Из-за поворота в поле моего зрения появляется отряд рабочих. Они, наверное, строят на вершине утеса бетонное кольцо Гитлера. Их охраняют двое охранников из «Организации Тодта» с ружьями и повязками с изображением свастики.
Наблюдаю за рабочими. Земля уходит из-под ног.
Похоже, заключенные работали с цементом — они все покрытым им: сероватый порошок у них на волосах, на коже, на ресницах. От этого их лица совершенно белые, на них нет ни единой яркой краски.
Одеты рабочие в рванье, поэтому у многих вокруг талии обрезками проволоки или веревки закреплены мешки из-под цемента. Они совершенно босые, у некоторых мешки обмотаны вокруг ступней. От бессилия и истощения их головы повисли, а сквозь кожу проступают острые кости.
В сумраке они выглядят совершенно безликими, как призраки. И поступь их совершенно бесшумна.

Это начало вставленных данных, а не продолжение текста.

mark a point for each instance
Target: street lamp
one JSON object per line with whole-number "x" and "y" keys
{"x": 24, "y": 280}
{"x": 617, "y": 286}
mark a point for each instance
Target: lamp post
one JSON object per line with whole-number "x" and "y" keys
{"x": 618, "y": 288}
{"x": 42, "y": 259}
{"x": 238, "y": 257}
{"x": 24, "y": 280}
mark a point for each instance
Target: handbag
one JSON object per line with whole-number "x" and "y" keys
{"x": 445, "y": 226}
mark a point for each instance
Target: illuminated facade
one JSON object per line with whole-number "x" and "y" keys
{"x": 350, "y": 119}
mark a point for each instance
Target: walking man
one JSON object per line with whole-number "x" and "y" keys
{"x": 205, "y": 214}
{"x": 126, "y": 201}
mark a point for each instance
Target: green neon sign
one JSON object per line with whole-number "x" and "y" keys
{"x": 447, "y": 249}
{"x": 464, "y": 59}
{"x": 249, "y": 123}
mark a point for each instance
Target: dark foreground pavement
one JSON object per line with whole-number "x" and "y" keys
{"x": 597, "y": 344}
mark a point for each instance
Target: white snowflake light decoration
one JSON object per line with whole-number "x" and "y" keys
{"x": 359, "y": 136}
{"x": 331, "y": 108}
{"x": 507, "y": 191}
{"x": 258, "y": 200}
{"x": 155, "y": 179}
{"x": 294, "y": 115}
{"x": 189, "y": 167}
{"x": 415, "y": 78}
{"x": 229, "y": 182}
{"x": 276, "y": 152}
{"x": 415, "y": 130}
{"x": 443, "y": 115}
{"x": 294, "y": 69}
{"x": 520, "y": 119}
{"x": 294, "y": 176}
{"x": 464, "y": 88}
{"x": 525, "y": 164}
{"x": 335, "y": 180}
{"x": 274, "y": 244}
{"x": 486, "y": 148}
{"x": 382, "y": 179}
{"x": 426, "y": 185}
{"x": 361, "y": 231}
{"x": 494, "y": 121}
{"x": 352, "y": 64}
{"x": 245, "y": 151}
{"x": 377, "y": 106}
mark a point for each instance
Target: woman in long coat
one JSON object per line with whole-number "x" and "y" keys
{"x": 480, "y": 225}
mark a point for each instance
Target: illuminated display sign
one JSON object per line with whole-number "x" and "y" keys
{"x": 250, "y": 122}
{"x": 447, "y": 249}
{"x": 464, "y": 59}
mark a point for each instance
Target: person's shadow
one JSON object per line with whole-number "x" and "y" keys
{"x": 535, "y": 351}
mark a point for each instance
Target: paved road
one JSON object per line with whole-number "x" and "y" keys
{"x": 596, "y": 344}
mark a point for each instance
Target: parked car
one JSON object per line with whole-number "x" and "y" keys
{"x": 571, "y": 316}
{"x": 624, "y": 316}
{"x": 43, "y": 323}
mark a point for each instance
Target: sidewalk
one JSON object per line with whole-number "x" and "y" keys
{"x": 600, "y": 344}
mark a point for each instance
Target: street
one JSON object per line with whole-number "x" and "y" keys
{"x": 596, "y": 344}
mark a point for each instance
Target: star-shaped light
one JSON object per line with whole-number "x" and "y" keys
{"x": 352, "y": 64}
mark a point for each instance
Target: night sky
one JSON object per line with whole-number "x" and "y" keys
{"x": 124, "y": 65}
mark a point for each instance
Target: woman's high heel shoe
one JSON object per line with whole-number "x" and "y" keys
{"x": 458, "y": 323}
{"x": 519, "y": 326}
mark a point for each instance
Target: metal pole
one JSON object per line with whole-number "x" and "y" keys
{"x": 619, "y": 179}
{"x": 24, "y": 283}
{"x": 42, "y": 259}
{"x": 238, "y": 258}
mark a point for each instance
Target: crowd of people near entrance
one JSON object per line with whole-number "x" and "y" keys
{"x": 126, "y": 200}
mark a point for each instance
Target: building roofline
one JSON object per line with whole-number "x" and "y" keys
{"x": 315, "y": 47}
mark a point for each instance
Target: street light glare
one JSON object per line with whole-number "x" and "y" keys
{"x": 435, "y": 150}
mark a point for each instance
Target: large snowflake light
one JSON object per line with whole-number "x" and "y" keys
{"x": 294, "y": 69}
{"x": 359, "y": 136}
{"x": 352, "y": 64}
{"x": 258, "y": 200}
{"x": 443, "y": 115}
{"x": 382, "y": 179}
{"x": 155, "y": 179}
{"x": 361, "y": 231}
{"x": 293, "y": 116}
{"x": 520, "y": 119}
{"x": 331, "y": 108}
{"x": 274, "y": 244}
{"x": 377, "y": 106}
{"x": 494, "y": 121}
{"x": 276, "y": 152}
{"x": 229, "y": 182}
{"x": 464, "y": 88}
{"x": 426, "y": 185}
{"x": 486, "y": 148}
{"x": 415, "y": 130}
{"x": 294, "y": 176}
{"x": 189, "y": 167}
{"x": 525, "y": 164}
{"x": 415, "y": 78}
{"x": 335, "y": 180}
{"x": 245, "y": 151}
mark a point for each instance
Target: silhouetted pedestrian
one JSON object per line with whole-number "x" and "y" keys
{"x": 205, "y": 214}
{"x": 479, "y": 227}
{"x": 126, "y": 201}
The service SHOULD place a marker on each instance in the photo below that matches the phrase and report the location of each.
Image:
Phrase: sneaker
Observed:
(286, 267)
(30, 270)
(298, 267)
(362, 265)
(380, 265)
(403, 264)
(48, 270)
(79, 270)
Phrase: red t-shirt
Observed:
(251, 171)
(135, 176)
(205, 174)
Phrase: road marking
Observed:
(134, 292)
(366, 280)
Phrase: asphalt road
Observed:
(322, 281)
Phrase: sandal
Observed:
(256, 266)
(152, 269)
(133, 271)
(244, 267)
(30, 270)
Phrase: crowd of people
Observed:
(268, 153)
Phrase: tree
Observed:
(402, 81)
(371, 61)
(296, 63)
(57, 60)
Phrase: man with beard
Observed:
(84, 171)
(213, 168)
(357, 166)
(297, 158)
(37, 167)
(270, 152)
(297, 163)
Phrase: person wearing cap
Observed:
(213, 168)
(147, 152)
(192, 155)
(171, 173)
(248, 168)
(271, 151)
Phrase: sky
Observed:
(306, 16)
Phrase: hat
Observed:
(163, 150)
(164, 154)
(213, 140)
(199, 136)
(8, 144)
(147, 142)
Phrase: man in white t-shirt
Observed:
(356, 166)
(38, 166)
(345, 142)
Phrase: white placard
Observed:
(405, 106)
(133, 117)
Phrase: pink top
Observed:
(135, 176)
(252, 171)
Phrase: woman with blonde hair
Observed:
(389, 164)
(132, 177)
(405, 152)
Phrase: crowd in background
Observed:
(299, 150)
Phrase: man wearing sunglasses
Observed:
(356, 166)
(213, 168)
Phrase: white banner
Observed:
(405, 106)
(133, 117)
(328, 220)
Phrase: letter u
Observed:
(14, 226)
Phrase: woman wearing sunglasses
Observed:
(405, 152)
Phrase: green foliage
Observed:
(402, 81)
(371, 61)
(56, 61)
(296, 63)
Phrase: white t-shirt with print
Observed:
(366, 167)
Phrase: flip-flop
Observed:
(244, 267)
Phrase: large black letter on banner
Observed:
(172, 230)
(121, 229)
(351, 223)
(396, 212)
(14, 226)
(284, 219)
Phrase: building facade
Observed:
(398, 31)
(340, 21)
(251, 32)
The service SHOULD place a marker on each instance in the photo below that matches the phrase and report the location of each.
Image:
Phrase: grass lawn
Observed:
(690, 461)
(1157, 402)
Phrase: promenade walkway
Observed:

Милли приснилось, что она проглотила рыбную косточку, и она просыпается с болью в горле. Я говорю, что ей придется остаться дома.
— Можно мне погулять с Симоном? — спрашивает она. — Когда он придет домой из школы?
— Нет. Конечно, нет, — поспешно отвечаю я. — Тебе нельзя гулять, если ты не ходила в школу.
У Милли заложен нос. Я капаю несколько капель раствора для ингаляций в миску с горячей водой и велю ей дышать парами под полотенцем, крепко зажмурив глаза.
После процедуры ей дышится намного легче. Приношу пуховое одеяло, устраиваю ее на диване и кладу на поднос пазл с Букингемским дворцом. Это единственный раз, когда я рада тому, что мой ребенок болеет: так мне будет проще.
Примерно за час до комендантского часа, когда Эвелин у себя в спальне, а Бланш еще у Селесты, я говорю Милли, что мне надо ненадолго уйти. На крыше Ле Коломбьер заливается черный дрозд. Я пересекаю дорогу и иду через свой сад в поля.
По вечерней прохладе огибаю окраину Белого леса и подхожу к сараю Питера Махи. Сердце колотится в груди. Реагирую на каждый шорох и шепот листьев, на каждый звук окружающей меня местности, на возню каждого прячущегося в траве зверька. Словно я здесь чужая.
У подножия сарая лежит более густая тень, будто разлилась черная река. Приблизившись, я замечаю, что дверь открыта. Тихонько подхожу и заглядываю в нее.
Поначалу я ничего не могу разглядеть, только темноту внутри. Возможно, я ошиблась, поспешила с неверными выводами. Меня охватывает облегчение. Я уже готова повернуться и уйти, когда понимаю, что более густая темнота в углу на самом деле человек.
Он сидит ко мне боком и не видит меня. Думаю, его восприятие притупилось от истощения, от голода, от того, что ему пришлось повидать. Он сидит наклонившись вперед, его сгорбленная тень падает на пол. Как и те люди, которых я видела на обрыве, он одет в мешок, подвязанный проволокой, с дырками для рук.
Обувь тоже сделана из мешковины. Я не могу понять, какого цвета его волосы или сколько ему лет. Все, что делает его личностью, стерто пылью, грязью и голодом.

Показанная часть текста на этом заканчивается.